It turned out very quickly I couldn't.

PICT0168.jpg (70424 bytes)The weight of the bags was incredible.  I couldn't walk a step on the horizontal, let alone up the hundreds and hundreds of very steep steps that they were negotiating all the time.  These guys get about 70 pence a trip and can manage three trips a day.  They also do it all in the not very substantial footwear that you see on the left.  Suddenly carrying rich Chinese businessmen up the mountain with a friend didn't seem quite so impossible after all. 

After climbing for the two hours that we were promised would get us to the top, we got a distant view of the peak still an incredibly long way away from us.  We finally reached the bottom of the top bit nearly three hours after we set off.  We had now climbed as high as the cable car could go.  We felt smug and superior that we hadn't had to use the cable car - but were nevertheless in need of quite a rest before tackling the rest of the peak.

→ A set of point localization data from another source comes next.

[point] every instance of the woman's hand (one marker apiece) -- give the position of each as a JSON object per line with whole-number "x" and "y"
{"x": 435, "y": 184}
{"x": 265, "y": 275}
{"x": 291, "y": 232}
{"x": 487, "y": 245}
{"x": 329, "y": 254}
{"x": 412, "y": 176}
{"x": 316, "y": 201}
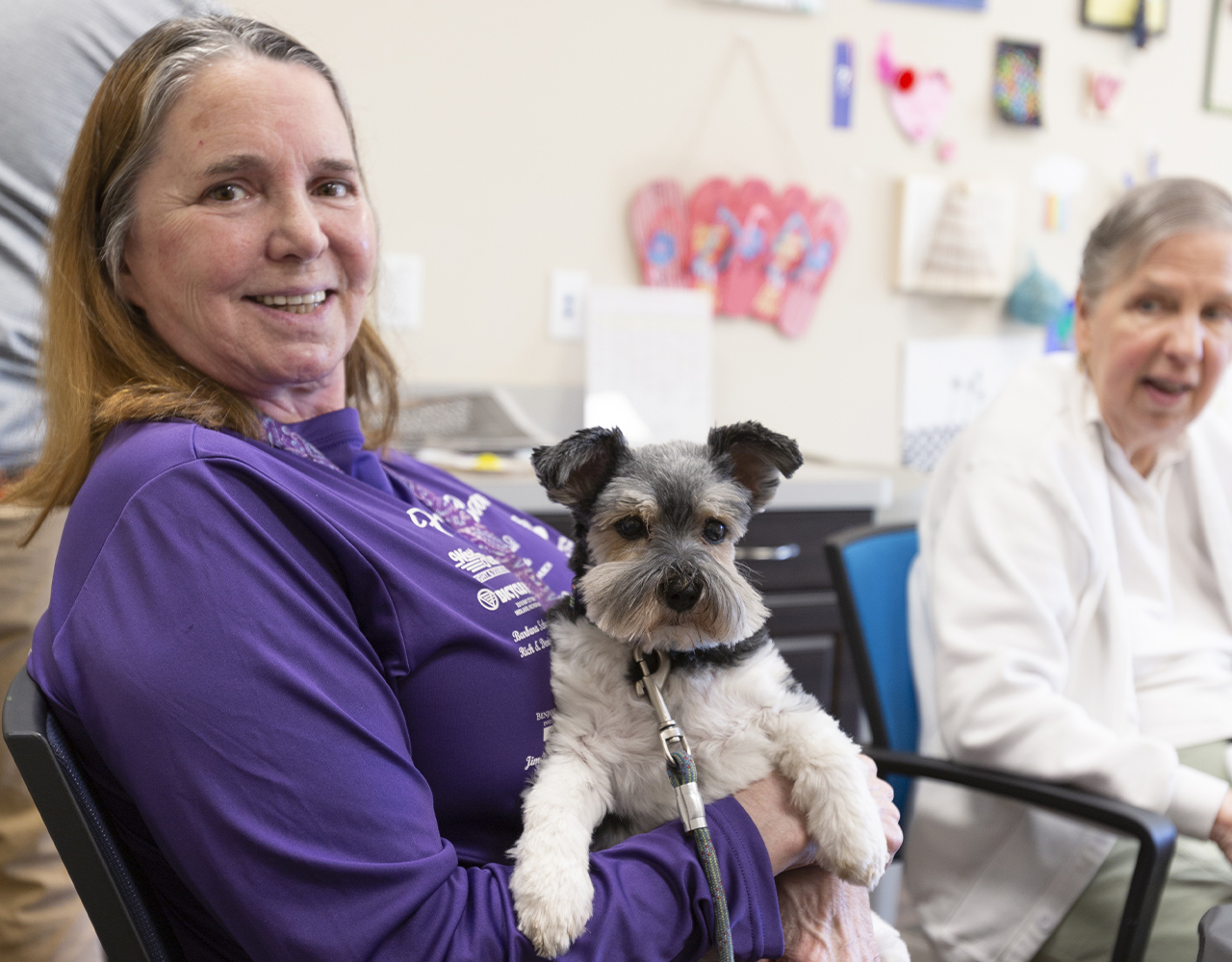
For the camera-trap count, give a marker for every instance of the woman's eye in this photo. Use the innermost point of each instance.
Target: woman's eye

The peak itself was very beautiful.  The swirling clouds below us made it feel really quite mystical too.  A favourite activity is to bring a lock with you, lock it shut with your lover onto one of the hand rails at the top of the mountain and the throw the key down into the clouds.  (You can see the piles of locks on the left here)

This very romantic gesture does make it a little hazardous to climb up to the top because you are in constant fear of having a hail of Yale keys being lobbed at you.

We spent nearly an hour on the very top before making our way down the (very) steep steps back to the bottom of the top again.  Grand gestures over, we gladly took the cable car back down again.